The anomalous situation certainly attracted the notice of the American ambassador, who posted on Twitter in March: “Our U.S. military, U.S. citizens and U.S. companies have been participating without a megaphone on a consistent partnership with Italy that will ultimately end this crisis we are both facing.” And, in an interview with Corriere della Sera last month, Secretary of State Mike Pompeo said: “For Italy, we are the ones who do and will do more. We work with China, but demand transparency.”
These were important words, but the pro-China propaganda was still overwhelming. With parliament deserted due to the COVID-19 emergency, an important role in raising the alarm was played by COPASIR (the parliamentary state security committee), which is chaired by an opposition MP, Raffaele Volpi. He has constantly denounced the risk of giving hostile non-NATO powers access to Italian strategic assets and has presented a report that strongly discouraged the adoption of Chinese technology in the 5G network. Volpi explained: “It is not worthwhile to put all our sensitive information in the hands of Beijing for the sake of €600 million ($652 million).”
The cry for help from the large part of Italian society that is afraid of becoming a Chinese satellite persuaded the US to use its “megaphone” a little more. After President Donald Trump’s decision to allocate $100 million in aid to Rome to deal with the pandemic, the declarations on Italy by leading figures within the US administration have multiplied.
Aside from Pompeo, Defense Secretary Mark Esper gave an interview to La Stampa that was published on its front page on May 4. He said: “Italy hosts more than 30,000 US military members and families for our common security. We consider Italy to be one of our closest and oldest allies.” He also spoke of attempts to use the COVID-19 emergency to infiltrate Italy. “I have repeatedly called for Russia and China to be transparent with information during this crisis. I would also recommend their donations to other countries be of quality and come without strings,” he said.
Many suspect that there is the will to offer the Italian 5G network as a dowry to Huawei in exchange for Chinese face masks.
And, about a possible new Cold War with China and Russia, Esper said: “Unfortunately, Russia and China are both taking advantage of a unique situation to advance their own interests.
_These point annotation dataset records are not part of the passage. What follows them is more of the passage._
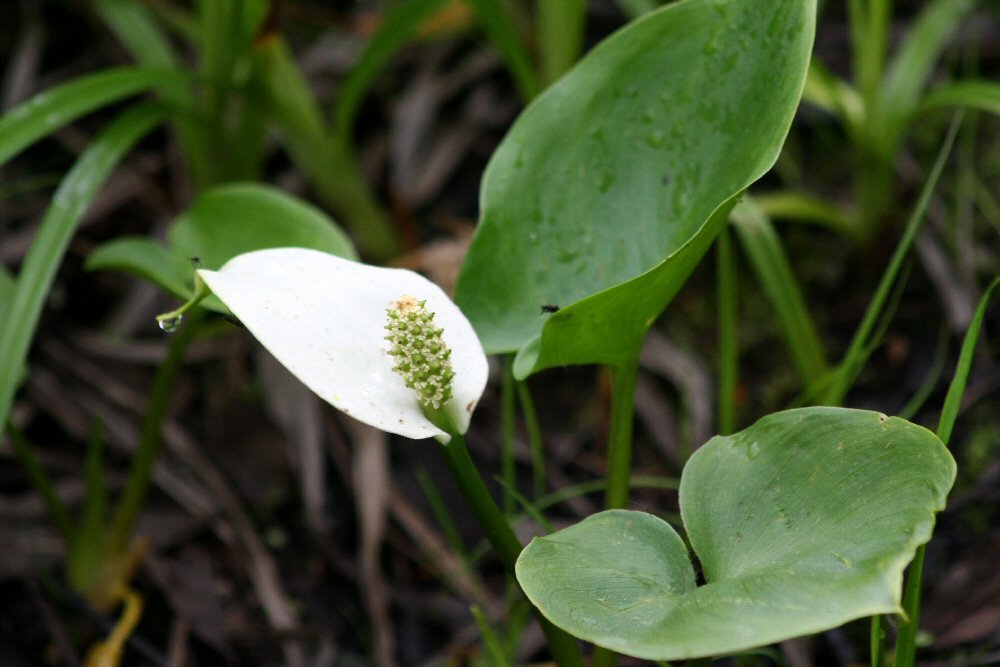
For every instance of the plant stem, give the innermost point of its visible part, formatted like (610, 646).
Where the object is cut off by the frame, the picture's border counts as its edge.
(564, 648)
(150, 439)
(620, 434)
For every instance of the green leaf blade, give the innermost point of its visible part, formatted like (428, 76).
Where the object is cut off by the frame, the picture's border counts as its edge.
(621, 163)
(225, 221)
(802, 522)
(50, 110)
(76, 191)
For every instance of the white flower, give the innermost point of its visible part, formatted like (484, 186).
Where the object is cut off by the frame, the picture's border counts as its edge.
(325, 318)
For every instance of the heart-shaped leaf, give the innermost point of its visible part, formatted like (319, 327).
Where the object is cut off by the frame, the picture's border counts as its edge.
(802, 522)
(223, 222)
(598, 198)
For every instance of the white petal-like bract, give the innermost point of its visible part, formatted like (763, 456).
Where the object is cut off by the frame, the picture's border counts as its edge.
(323, 317)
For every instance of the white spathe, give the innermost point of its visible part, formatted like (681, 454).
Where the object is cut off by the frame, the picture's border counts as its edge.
(323, 318)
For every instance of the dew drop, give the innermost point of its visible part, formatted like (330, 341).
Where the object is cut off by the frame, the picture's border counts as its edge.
(170, 324)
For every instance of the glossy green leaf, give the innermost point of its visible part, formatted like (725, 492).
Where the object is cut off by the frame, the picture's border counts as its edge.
(597, 200)
(48, 111)
(223, 222)
(802, 522)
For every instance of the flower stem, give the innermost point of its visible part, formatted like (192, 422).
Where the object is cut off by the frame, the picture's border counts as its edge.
(564, 648)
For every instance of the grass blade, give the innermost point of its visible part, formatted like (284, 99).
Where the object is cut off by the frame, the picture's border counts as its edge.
(906, 643)
(857, 352)
(972, 94)
(953, 400)
(329, 164)
(767, 258)
(560, 36)
(48, 111)
(726, 300)
(69, 203)
(133, 24)
(42, 484)
(398, 27)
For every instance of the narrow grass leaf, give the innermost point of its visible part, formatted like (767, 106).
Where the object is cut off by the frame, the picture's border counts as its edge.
(42, 484)
(857, 352)
(223, 222)
(69, 203)
(914, 62)
(767, 258)
(610, 187)
(499, 26)
(973, 94)
(48, 111)
(953, 400)
(134, 25)
(806, 208)
(561, 26)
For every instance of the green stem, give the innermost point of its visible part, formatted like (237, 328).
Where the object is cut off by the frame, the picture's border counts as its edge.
(42, 483)
(560, 35)
(878, 641)
(500, 535)
(620, 434)
(728, 334)
(623, 379)
(150, 440)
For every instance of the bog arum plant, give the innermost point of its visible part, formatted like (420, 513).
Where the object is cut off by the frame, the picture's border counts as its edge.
(325, 318)
(385, 346)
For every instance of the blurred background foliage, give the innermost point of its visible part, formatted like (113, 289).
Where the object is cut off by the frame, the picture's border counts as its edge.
(277, 532)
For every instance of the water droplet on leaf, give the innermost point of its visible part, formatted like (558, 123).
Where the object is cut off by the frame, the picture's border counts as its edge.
(170, 324)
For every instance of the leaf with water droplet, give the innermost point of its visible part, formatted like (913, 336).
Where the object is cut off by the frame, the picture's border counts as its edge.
(169, 324)
(594, 149)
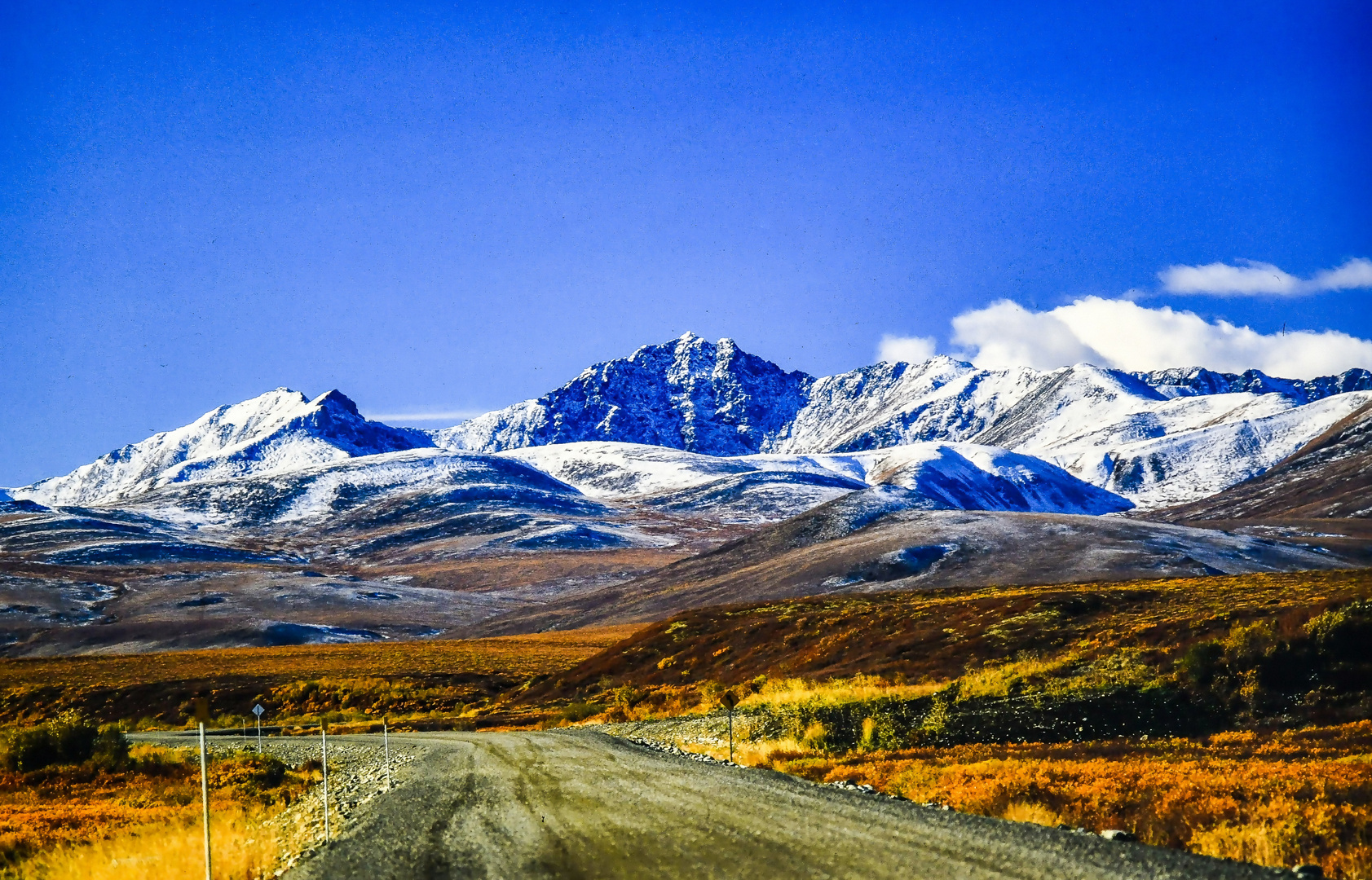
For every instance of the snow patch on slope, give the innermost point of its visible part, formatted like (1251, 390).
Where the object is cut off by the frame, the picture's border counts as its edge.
(276, 432)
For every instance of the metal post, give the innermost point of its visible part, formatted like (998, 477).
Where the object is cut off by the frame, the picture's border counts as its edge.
(386, 741)
(324, 741)
(205, 802)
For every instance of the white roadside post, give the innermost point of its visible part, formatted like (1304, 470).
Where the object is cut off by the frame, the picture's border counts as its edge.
(386, 741)
(324, 765)
(202, 713)
(258, 711)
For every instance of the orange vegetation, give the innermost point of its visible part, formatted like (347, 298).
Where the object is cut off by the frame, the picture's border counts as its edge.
(934, 635)
(423, 675)
(1287, 798)
(52, 809)
(516, 655)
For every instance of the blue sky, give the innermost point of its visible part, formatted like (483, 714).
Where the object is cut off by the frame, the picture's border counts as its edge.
(443, 209)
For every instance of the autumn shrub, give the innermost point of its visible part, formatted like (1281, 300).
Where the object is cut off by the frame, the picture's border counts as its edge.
(1277, 798)
(68, 739)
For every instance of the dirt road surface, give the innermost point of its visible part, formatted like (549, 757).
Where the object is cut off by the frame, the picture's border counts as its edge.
(586, 805)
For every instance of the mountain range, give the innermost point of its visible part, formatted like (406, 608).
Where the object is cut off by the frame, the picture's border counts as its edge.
(686, 472)
(1153, 439)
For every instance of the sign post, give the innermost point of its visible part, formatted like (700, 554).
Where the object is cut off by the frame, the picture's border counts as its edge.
(202, 715)
(258, 711)
(324, 763)
(730, 701)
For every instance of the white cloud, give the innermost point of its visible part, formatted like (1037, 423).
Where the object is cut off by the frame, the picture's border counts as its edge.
(1251, 279)
(908, 349)
(1124, 335)
(1356, 273)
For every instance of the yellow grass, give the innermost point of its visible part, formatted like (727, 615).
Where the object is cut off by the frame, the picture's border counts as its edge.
(835, 691)
(510, 655)
(240, 849)
(1282, 799)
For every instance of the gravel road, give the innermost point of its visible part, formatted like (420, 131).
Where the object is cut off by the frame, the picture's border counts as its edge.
(588, 805)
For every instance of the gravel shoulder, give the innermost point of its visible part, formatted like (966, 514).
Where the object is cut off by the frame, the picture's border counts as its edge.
(580, 803)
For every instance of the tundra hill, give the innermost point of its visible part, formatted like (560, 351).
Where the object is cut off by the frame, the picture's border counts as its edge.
(867, 542)
(1165, 657)
(342, 681)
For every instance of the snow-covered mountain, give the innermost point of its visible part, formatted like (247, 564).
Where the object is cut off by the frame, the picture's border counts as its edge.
(692, 424)
(688, 394)
(1154, 438)
(280, 431)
Russia provided medical assistance to Italy but then attempted to use that assistance to drive a wedge between Italy and its allies with a disinformation campaign… Huawei and 5G is a prime example of this malign activity by China. This could harm our alliance.”
He concluded: “Reliance on Chinese 5G vendors could make our partners ’critical systems vulnerable to disruption, manipulation and espionage. It could also jeopardize our communication and intelligence-sharing capabilities. To counter this, we are encouraging allied and US tech companies to develop alternative 5G solutions.”
Meanwhile, the crisis is progressing and, in the end, we will see if ideological positions or the trade balance that sees the US a far more important partner than China will take precedence. In the interim, a big order has arrived from across the Atlantic: The US Navy awarded the Italian shipbuilder Fincantieri a $5.5 billion contract for the construction of 10 new warships. This is an important signal from an industrial, commercial and also geopolitical point of view.